Objective: To assess the broader efficacy (i.e., improvements in quality of life/functional outcomes) of atomoxetine compared with standard current therapy (SCT) in UK paediatric patients with ADHD and to explore clinician/parent/child perceptions of ADHD.
Research design and methods: A total of 201 patients with ADHD were randomised into this multi-centre, open-label study to receive atomoxetine (n = 104) or SCT (n = 97) for 10 weeks. Broader efficacy was assessed using the parent-rated Child Health and Illness Profile-Child Edition (CHIP-CE) total (global) t-score. Secondary outcome measures included the five CHIP-CE domains; parent-rated Family Burden of Illness Module (FBIM); investigator-rated ADHD-Rating Scale; investigator-rated Clinical Global Impression (CGI)-Severity/Improvement scales; and child-rated Harter Self-Perception Profile (HSPP).
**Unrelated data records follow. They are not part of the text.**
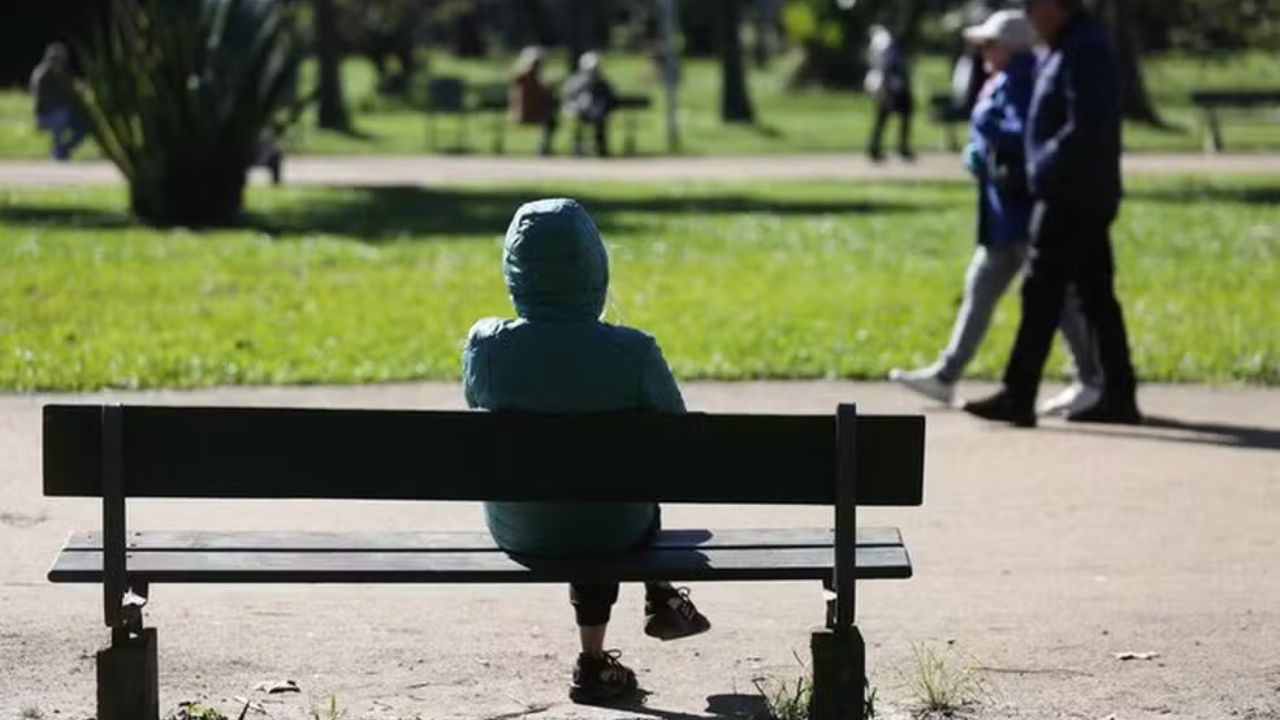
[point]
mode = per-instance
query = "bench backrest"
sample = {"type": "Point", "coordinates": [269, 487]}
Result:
{"type": "Point", "coordinates": [1238, 98]}
{"type": "Point", "coordinates": [270, 452]}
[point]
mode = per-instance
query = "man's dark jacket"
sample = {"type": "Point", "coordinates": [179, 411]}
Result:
{"type": "Point", "coordinates": [1074, 124]}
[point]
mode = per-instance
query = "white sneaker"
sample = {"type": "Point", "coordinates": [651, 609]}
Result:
{"type": "Point", "coordinates": [1072, 400]}
{"type": "Point", "coordinates": [924, 382]}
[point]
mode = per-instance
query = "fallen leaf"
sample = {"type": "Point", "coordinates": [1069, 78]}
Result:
{"type": "Point", "coordinates": [1137, 655]}
{"type": "Point", "coordinates": [278, 687]}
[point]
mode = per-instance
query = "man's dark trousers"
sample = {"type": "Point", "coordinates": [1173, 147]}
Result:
{"type": "Point", "coordinates": [1070, 245]}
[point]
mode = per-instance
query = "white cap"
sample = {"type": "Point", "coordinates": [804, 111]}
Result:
{"type": "Point", "coordinates": [1006, 27]}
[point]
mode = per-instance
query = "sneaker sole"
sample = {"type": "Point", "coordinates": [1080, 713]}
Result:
{"type": "Point", "coordinates": [583, 696]}
{"type": "Point", "coordinates": [668, 637]}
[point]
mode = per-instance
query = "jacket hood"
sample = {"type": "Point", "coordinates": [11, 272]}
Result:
{"type": "Point", "coordinates": [554, 261]}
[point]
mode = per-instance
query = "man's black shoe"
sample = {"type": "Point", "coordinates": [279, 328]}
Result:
{"type": "Point", "coordinates": [1109, 411]}
{"type": "Point", "coordinates": [1001, 408]}
{"type": "Point", "coordinates": [602, 680]}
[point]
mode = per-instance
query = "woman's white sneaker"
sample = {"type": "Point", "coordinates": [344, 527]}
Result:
{"type": "Point", "coordinates": [924, 382]}
{"type": "Point", "coordinates": [1074, 399]}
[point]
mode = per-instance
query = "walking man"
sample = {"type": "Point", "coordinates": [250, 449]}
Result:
{"type": "Point", "coordinates": [1073, 165]}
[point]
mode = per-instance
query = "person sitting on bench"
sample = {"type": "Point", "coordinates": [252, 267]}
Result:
{"type": "Point", "coordinates": [558, 356]}
{"type": "Point", "coordinates": [589, 99]}
{"type": "Point", "coordinates": [533, 103]}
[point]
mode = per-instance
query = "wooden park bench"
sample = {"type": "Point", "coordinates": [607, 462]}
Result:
{"type": "Point", "coordinates": [1212, 103]}
{"type": "Point", "coordinates": [118, 452]}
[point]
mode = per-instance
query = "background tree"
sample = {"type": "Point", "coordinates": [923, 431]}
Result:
{"type": "Point", "coordinates": [181, 95]}
{"type": "Point", "coordinates": [387, 33]}
{"type": "Point", "coordinates": [735, 98]}
{"type": "Point", "coordinates": [332, 113]}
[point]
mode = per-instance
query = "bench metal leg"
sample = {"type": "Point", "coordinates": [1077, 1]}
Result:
{"type": "Point", "coordinates": [128, 684]}
{"type": "Point", "coordinates": [839, 675]}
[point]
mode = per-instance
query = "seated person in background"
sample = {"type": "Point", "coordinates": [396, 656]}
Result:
{"type": "Point", "coordinates": [557, 356]}
{"type": "Point", "coordinates": [590, 99]}
{"type": "Point", "coordinates": [533, 103]}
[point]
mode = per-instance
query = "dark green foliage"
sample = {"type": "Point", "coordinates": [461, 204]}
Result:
{"type": "Point", "coordinates": [179, 95]}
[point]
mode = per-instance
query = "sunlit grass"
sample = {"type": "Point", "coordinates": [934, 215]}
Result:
{"type": "Point", "coordinates": [736, 281]}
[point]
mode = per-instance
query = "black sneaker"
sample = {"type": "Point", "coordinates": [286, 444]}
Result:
{"type": "Point", "coordinates": [1002, 409]}
{"type": "Point", "coordinates": [1109, 411]}
{"type": "Point", "coordinates": [673, 616]}
{"type": "Point", "coordinates": [602, 679]}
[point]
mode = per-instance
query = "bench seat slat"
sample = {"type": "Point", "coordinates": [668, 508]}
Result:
{"type": "Point", "coordinates": [464, 566]}
{"type": "Point", "coordinates": [149, 541]}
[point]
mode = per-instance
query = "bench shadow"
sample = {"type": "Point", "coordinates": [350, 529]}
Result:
{"type": "Point", "coordinates": [1169, 429]}
{"type": "Point", "coordinates": [718, 707]}
{"type": "Point", "coordinates": [414, 213]}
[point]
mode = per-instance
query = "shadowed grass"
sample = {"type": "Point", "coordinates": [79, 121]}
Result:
{"type": "Point", "coordinates": [735, 279]}
{"type": "Point", "coordinates": [790, 122]}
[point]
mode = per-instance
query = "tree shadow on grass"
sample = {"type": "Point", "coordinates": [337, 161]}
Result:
{"type": "Point", "coordinates": [380, 214]}
{"type": "Point", "coordinates": [1247, 195]}
{"type": "Point", "coordinates": [63, 217]}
Results: Quality of life of children/adolescents with ADHD was extremely compromised at baseline (CHIP-CE total t-scores: atomoxetine, 23.2 +/- 12.2; SCT, 23.9 +/- 11.0), and improved during the 10-week study for both groups; the CHIP-CE score was statistically significantly higher for patients treated with atomoxetine (38.4 +/- 1.3) compared with SCT (30.8 +/- 1.3) at week 10 (p < 0.001). ADHD-RS, CGI-Severity, and CGI-Improvement scores were significantly different between the groups in favour of atomoxetine (p < 0.001). There was a statistically significant difference between the groups in the HSPP Social Acceptance domain in favour of atomoxetine, but not in the five other HSPP domains or FBIM total score. Atomoxetine was well-tolerated.
Conclusions: Results from this open-label trial show that atomoxetine is superior to SCT in addressing broader efficacy and functional outcomes in UK children/adolescents with ADHD. This study contributes to the understanding of broader efficacy in children with ADHD, and is timely in light of recent NICE guidance.